Israel expanded its military operations against Gaza militants late on Thursday, sending infantry and tanks into the coastal enclave from which hundreds of rockets have been fired at Israeli cities and towns in recent weeks.
The purpose of the ground offensive is not to topple Hamas, according to Israel, even if the Jewish state blames the radical Islamist group for the inciting the latest round of Israeli-Palestinian conflict. Rather, the army seeks to degrade militants’ ability to fire rockets into Israel and destroy tunnels that are used by terrorists to enter the country.
One such infiltration was thwarted earlier on Thursday when an Israeli jet bombed gunmen as they emerged from a tunnel close to an Israeli farming community in the south.
One Israeli soldier was killed during the first day of the ground operation while several were wounded.
“We chose to start this operation after we exhausted other options and reached the conclusion that without it we could pay a much higher price,” Prime Minister Benjamin Netanyahu told reporters before a special cabinet session at Tel Aviv military headquarters. “The main goal is to restore quiet.”
Brigadier General Moti Almoz, the army’s spokesman, said, “The operation has reached its ground phase. Large numbers of forces began a focused effort to destroy tunnels in Gaza.”
Almoz added that airstrikes will also continue. The Palestinians say 260 Gaza residents have died in bombardments since the fighting began ten days, despite Israeli warnings to civilians to abandon their homes when a strike is imminent.

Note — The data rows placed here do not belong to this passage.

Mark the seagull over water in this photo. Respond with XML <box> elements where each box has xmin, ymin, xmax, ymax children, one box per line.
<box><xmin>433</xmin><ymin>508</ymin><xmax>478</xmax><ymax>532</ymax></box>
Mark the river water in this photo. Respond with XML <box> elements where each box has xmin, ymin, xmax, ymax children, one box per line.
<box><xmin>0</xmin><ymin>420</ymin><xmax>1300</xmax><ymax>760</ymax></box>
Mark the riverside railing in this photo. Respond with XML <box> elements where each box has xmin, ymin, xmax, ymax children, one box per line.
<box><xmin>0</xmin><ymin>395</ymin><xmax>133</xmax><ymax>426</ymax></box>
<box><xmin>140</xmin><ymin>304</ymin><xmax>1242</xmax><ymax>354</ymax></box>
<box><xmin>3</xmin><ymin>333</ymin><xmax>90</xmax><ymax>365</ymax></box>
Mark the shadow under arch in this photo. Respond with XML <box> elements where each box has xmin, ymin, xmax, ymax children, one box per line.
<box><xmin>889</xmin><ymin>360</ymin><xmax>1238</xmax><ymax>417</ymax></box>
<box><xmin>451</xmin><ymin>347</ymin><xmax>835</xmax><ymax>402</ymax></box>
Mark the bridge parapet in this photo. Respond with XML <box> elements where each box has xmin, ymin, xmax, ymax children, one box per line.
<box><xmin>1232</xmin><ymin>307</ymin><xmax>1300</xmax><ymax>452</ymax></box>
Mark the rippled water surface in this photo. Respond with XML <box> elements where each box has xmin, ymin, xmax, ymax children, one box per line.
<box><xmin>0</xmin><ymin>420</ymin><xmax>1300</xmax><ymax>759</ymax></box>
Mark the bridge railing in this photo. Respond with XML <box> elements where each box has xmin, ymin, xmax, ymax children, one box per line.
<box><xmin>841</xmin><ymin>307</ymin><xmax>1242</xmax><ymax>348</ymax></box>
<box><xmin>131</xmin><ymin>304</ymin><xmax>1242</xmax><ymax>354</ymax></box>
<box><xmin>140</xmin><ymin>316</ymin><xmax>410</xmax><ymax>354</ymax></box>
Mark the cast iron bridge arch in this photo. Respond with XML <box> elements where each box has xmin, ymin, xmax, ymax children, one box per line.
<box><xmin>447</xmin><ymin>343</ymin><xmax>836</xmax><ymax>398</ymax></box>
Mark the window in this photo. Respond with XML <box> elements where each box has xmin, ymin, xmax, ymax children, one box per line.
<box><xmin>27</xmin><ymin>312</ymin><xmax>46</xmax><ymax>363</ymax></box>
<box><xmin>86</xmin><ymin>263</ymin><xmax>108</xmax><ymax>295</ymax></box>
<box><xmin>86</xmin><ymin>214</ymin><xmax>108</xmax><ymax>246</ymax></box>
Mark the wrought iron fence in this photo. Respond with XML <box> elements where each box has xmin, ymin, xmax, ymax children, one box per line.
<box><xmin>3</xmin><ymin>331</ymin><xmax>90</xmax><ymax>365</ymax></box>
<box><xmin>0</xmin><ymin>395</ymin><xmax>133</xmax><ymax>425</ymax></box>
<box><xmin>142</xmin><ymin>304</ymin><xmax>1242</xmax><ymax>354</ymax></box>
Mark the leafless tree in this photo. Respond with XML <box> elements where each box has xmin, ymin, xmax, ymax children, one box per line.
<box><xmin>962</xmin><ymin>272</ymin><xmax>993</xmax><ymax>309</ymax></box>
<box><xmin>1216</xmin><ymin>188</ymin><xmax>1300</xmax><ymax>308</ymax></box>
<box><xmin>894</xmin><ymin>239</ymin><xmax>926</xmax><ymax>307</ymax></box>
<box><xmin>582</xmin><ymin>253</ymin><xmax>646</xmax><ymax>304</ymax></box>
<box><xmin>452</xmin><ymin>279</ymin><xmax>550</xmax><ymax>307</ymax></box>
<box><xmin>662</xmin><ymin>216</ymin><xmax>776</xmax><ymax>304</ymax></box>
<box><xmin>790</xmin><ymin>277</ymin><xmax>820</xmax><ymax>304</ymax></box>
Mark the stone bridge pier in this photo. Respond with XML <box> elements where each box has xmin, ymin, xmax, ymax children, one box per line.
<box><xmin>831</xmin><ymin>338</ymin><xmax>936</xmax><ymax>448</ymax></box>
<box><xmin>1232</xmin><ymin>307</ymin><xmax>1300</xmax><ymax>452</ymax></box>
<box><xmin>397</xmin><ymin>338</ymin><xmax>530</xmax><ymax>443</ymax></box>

Tension between the Israelis and Palestinians intensified last month when Israeli soldiers arrested hundreds of suspected Hamas activists in the West Bank while searching for three missing Jewish teenagers. After they had been found dead, a Palestinian youth was murdered in Jerusalem. Believed to be a revenge killing, the incident sparked riots in Israel and the Palestinian territories and led to an increase in rocket attacks from Gaza.
While rocket fire has forced hundreds of thousands of Israelis to seek shelter several times per day, only one civilian has been killed when he was hit by the fragment of a mortar shell near the Gaza border. The low casualty count is largely because Israel’s Iron Dome air defense system has proven so effective at intercepting projectiles that are headed for populated areas.